正直映画以外の音楽映像作品を観てここまで涙したのはこれが始めてだった。
年老いた二人の風体、やや擦れたアートの歌声、全てを懐かしむ様な微笑ましいMCの数々…。
これは超一流のショウなのだと心の片隅で思いつつも込み上げるものを抑え切れなかった。
音楽の魅力に目覚めた中学生の頃、今は亡き親愛なる従兄弟から借りた一枚のレコードが「Bookends」だった。
モノトーンのジャケットに写るポール&アートが何とも印象深く「America」を聴きながら憧れの国に思いを馳せたのを覚えている。
その後赤いカートンに入った二枚組のベストアルバムを買って貰い、名曲の数々を貪り聴いたものだ。「Bridge over troubled water」「Boxer」「Homeward bound」「I am a rock」…どれもお気に入りナンバー達。
時代は流れ81年のセントラルパークでのライヴ盤を聴いた時「American Tune」に心を洗われた。
しかしこの時、懐かしさと共にS&G時代の終焉を感じた気がして一抹の寂しさを覚えた。
兄の様に慕っていた従兄弟はこのライヴの模様を一度も聴く事無くこの世を去った…。
さらに二十数年の時を経てS&Gの事は頭の片隅に消えかかっていたある日…。
二人がまたこうして活動しているニュースすら知らずに、たまたま立ち寄った店で偶然にもこの作品に出会った。

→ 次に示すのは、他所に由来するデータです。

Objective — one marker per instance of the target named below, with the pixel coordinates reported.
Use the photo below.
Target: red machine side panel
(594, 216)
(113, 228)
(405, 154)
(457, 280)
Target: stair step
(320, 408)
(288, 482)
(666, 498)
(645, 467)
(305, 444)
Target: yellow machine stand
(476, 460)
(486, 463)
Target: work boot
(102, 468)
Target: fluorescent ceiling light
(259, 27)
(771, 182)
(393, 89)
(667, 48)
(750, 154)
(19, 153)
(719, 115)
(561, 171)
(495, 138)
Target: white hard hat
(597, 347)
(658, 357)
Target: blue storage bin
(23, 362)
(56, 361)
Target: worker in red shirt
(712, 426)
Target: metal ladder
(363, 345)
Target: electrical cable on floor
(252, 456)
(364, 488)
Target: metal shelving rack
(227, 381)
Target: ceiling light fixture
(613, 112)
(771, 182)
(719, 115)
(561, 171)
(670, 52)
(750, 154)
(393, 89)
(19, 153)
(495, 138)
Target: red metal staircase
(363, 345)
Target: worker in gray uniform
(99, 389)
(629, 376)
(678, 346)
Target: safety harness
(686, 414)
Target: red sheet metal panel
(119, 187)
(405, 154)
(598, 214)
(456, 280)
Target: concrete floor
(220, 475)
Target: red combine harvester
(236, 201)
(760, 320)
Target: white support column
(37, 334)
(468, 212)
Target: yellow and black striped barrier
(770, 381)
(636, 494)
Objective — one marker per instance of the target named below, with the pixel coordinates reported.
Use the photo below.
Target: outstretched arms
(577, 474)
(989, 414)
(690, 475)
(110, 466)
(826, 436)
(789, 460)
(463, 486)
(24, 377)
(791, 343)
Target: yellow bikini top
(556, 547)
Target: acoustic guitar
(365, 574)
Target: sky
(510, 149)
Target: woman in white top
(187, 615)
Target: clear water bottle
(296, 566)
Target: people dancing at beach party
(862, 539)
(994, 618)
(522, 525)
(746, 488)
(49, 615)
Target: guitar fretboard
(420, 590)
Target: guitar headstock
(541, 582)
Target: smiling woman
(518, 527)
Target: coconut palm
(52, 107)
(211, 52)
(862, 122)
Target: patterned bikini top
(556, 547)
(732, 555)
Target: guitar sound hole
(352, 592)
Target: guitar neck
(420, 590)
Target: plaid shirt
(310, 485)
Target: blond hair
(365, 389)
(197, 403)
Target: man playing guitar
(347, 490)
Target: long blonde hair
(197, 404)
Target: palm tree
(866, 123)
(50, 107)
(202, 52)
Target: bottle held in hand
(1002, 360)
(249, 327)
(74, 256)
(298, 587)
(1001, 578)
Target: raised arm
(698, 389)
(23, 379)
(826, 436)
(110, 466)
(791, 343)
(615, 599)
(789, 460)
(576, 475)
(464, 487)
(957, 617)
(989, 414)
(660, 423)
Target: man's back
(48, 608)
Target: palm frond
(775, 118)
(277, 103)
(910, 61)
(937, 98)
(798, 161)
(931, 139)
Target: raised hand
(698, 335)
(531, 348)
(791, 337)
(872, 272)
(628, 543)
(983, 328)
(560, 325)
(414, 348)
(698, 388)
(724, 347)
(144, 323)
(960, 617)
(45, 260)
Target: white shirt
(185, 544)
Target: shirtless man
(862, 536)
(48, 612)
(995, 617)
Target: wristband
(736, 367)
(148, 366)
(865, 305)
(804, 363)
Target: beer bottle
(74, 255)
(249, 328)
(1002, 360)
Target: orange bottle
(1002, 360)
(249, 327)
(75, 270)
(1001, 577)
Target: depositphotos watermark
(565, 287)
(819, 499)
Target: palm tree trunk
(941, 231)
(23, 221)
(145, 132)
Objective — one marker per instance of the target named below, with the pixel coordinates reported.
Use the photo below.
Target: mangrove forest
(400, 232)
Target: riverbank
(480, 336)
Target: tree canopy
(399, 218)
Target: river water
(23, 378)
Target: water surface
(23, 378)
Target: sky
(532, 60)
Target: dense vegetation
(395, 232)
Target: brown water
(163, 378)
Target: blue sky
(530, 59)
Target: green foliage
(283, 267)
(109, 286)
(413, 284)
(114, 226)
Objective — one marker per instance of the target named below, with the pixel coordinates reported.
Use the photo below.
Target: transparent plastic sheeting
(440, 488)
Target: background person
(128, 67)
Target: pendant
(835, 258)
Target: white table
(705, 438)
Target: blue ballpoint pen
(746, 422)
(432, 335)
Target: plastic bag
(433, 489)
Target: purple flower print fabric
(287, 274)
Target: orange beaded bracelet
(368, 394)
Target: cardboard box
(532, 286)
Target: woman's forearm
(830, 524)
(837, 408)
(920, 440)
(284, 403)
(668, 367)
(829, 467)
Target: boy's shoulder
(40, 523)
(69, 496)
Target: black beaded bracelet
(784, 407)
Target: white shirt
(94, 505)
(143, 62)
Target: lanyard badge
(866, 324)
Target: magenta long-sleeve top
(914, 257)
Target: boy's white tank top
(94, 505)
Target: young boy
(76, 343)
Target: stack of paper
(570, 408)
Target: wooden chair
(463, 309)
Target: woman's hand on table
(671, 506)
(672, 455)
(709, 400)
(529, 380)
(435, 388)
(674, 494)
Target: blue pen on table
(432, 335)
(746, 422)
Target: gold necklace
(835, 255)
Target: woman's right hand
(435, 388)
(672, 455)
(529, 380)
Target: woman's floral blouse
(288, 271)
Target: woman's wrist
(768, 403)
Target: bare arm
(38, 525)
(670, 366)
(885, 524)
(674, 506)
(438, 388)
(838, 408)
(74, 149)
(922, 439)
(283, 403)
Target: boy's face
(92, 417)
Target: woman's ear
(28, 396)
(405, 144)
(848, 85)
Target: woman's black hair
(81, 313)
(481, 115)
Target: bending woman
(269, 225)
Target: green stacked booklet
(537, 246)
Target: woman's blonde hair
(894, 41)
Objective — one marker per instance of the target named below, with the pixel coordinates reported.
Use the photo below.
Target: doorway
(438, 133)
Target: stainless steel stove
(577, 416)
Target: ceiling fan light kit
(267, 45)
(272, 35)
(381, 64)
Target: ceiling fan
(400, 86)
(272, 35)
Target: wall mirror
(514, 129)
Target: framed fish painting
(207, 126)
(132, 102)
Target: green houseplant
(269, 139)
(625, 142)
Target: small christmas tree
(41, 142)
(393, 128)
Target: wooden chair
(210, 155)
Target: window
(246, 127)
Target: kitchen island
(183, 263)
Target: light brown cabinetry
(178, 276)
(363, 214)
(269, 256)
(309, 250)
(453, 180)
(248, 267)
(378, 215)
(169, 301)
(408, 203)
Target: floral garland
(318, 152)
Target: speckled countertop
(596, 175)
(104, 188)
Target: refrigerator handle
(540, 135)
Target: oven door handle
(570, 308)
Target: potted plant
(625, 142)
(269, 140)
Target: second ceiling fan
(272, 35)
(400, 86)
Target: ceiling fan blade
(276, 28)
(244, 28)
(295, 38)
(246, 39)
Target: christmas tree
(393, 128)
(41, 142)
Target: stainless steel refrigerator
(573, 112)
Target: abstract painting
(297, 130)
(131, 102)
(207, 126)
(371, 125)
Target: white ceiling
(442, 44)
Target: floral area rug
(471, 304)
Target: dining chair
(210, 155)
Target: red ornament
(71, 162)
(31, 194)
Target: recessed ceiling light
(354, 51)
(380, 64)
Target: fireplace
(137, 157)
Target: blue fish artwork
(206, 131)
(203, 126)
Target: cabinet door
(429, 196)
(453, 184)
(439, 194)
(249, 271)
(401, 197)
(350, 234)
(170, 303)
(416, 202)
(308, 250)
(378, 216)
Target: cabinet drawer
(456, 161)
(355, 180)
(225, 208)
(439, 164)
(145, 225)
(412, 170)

収録曲は嘗ての愛聴曲を全て網羅している上「American Tune」が入っている事で迷わず購入し、結局この日は三度繰り返して観た。
嘗てS&Gと共に青春を過した全ての方々に特にこの作品をお奨めしたい。
昔日のオマージュとして浸るも良し、今の自分の姿を投影してみるも良し。
選曲の素晴らしさは云うに及ばず、収録時の会場の雰囲気が何とも素敵だ。
映像自体はややピントが甘いが、何と云っても音の良さが傑出している。